While Hurricane Irene has downgraded to a Category 1 storm, Gov. Chris Christie said in his 2 p.m. preparedness briefing that decreasing wind speeds by 10-15 mph "will make little difference to the folks here in New Jersey."
So far, more than 90 percent of the residents in Long Beach Island, Cape May and Atlantic counties have been evacuated. The concern as of Saturday afternoon is Atlantic City and Christie said the New Jersey State Police and New Jersey Transit are sending additional buses to accelerate and complete the evacuation process.
"I can't make you leave your home and I am certainly not going to place you under arrest to make you leave," Christie said. "Let us take you downstairs to one of these buses. … if you stay where you are now, you are placing yourself in greater danger."
In one case, Christie said, first-responders tried to evacuate a 92-year-old woman who told them, "If I die, so be it."

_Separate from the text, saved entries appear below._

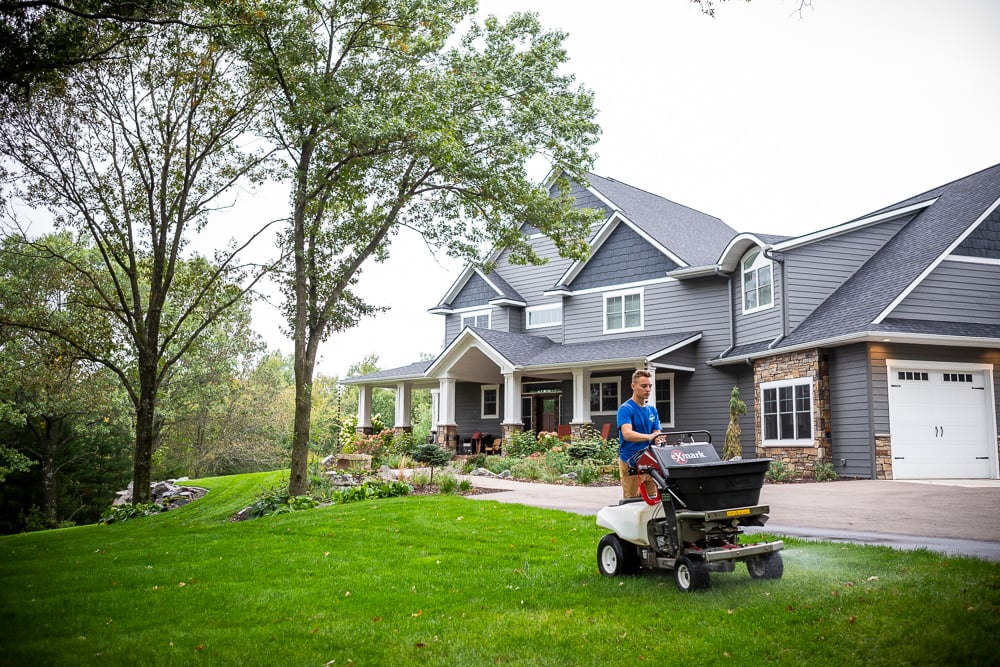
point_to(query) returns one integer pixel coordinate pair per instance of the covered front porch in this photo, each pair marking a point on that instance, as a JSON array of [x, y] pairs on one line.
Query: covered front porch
[[489, 384]]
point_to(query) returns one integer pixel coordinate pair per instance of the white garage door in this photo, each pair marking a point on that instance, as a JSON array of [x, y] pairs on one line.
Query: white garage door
[[941, 419]]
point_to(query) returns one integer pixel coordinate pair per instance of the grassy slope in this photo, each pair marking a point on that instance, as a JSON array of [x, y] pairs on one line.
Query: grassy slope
[[454, 581]]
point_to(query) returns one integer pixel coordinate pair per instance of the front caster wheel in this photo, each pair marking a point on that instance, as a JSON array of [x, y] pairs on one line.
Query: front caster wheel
[[616, 558], [691, 574]]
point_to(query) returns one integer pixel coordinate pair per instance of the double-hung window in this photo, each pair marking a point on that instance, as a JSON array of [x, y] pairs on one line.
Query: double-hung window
[[758, 292], [787, 412], [548, 315], [623, 311], [664, 399], [490, 401], [604, 396]]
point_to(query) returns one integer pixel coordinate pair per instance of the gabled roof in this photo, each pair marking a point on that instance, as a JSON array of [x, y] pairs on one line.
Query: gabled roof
[[695, 237], [684, 235], [526, 352], [862, 306], [504, 293]]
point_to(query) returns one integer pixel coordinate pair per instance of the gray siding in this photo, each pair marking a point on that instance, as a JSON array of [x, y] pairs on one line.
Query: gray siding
[[851, 436], [955, 292], [468, 411], [623, 258], [476, 292], [813, 272]]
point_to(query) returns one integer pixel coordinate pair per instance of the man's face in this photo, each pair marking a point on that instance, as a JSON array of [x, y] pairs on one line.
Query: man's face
[[641, 389]]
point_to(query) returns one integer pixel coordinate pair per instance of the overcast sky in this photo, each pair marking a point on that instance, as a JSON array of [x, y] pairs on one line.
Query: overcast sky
[[774, 123]]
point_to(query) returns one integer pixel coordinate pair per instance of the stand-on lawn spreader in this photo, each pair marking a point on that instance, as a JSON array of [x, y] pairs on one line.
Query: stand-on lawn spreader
[[693, 524]]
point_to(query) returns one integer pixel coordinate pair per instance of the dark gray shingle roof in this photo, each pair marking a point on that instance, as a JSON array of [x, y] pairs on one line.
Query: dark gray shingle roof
[[695, 237], [856, 304]]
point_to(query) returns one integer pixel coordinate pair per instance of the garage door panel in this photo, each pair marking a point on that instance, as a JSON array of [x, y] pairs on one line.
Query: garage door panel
[[940, 423]]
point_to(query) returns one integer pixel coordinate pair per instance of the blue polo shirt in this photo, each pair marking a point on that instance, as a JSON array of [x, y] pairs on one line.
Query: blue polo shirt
[[643, 418]]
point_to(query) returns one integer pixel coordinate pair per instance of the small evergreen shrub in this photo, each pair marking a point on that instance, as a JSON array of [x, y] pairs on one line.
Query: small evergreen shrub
[[825, 472]]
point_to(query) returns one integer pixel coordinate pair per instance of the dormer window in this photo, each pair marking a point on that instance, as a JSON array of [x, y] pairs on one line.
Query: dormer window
[[623, 311], [479, 318], [758, 292]]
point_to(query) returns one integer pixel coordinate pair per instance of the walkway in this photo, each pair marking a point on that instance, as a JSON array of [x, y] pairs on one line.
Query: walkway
[[949, 516]]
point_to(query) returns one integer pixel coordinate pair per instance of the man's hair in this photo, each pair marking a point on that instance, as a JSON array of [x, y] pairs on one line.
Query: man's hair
[[640, 373]]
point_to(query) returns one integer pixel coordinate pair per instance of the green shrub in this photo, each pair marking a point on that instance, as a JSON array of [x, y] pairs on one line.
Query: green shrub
[[522, 443], [584, 449], [119, 513], [371, 490], [447, 483], [276, 500], [825, 472]]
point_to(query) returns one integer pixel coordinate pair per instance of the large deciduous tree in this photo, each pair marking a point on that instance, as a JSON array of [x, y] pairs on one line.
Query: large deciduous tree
[[389, 120], [135, 154]]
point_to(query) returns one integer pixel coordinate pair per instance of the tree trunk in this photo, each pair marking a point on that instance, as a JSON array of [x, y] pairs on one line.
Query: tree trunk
[[145, 412]]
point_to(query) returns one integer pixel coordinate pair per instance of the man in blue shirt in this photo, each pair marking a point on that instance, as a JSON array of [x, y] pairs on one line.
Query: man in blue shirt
[[638, 427]]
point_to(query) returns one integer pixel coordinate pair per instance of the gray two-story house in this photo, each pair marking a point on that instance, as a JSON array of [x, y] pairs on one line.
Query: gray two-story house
[[873, 346]]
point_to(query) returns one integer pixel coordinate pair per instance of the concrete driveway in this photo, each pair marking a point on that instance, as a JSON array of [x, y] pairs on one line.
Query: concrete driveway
[[957, 517]]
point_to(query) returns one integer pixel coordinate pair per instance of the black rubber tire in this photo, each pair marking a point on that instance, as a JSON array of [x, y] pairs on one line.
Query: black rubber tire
[[691, 574], [768, 566], [616, 558]]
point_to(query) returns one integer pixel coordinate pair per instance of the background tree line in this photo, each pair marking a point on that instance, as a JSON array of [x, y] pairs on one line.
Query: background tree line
[[130, 126]]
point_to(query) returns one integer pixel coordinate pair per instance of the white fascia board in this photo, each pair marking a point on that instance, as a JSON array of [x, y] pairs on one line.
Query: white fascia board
[[933, 265], [611, 288], [489, 282], [698, 272], [968, 259], [866, 337], [676, 346], [673, 367], [850, 226], [459, 283], [504, 301]]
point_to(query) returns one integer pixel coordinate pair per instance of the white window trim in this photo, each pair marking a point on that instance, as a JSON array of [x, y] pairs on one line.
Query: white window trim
[[797, 442], [617, 381], [623, 293], [758, 264], [673, 397], [548, 307], [477, 313], [482, 401]]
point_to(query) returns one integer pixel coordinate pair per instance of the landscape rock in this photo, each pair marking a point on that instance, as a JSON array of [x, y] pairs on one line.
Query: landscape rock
[[165, 493]]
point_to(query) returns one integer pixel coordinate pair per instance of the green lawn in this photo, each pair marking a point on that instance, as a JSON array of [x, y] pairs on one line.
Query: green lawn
[[444, 580]]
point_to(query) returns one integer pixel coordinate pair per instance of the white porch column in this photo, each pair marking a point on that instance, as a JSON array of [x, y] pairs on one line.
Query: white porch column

Christie said shelters should be the last resort for housing. So far, the state is equipped to house about 5,300 people at the Rutgers campus . The Jersey City Armory and the Izod Center are on standby to help if needed. The armory can house about 750 people and the Izod Center can house more than double that, Christie said.
Christie said he began communicating with elected officials at 10:30 a.m. Saturday and will continue to host briefings.
"We need continued help to do this," Christie said. "I'm confident if people in the state continue to respond. ... If we can minmize the loss of life, New Jersey will get through this just fine."
He further reminded residents that even inland areas such as Morris County can be in danger, citing the bad floods that have often happened in the northeast area of the county, and in nearby Wayne.